Energy refinement and analysis of structures in the QM9 database via a highly accurate quantum chemical method

A wide variety of data-driven approaches have been introduced in the field of quantum chemistry. To extend the applicable range and improve the prediction power of those approaches, highly accurate quantum chemical benchmarks that cover extremely large chemical spaces are required. Here, we report ~134 k quantum chemical calculations performed with G4MP2, the fourth generation of the G-n series in which second-order perturbation theory is employed. A single composite method calculation executes several low-level calculations to reproduce the results of high-level ab initio calculations with the aim of saving computational costs.

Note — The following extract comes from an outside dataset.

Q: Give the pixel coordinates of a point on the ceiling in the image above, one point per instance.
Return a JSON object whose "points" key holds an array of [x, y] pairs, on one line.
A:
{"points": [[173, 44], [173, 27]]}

Therefore, our database reports the results of the various methods (e.g., density functional theory, Hartree-Fock, Møller–Plesset perturbation theory, and coupled-cluster theory). Additionally, we examined the structure information of both the QM9 and the revised databases via chemical graph analysis. Our database can be applied to refine and improve the quality of data-driven quantum chemical prediction. Furthermore, we reported the raw outputs of all calculations performed in this work for other potential applications.Design Type(s)chemical structure classification objective • chemical reaction data analysis objective • modeling and simulation objectiveMeasurement Type(s)chemical structure analysisTechnology Type(s)ab initio quantum chemistry computational methodFactor Type(s)atomSample Characteristic(s)Machine-accessible metadata file describing the reported data (ISA-Tab format)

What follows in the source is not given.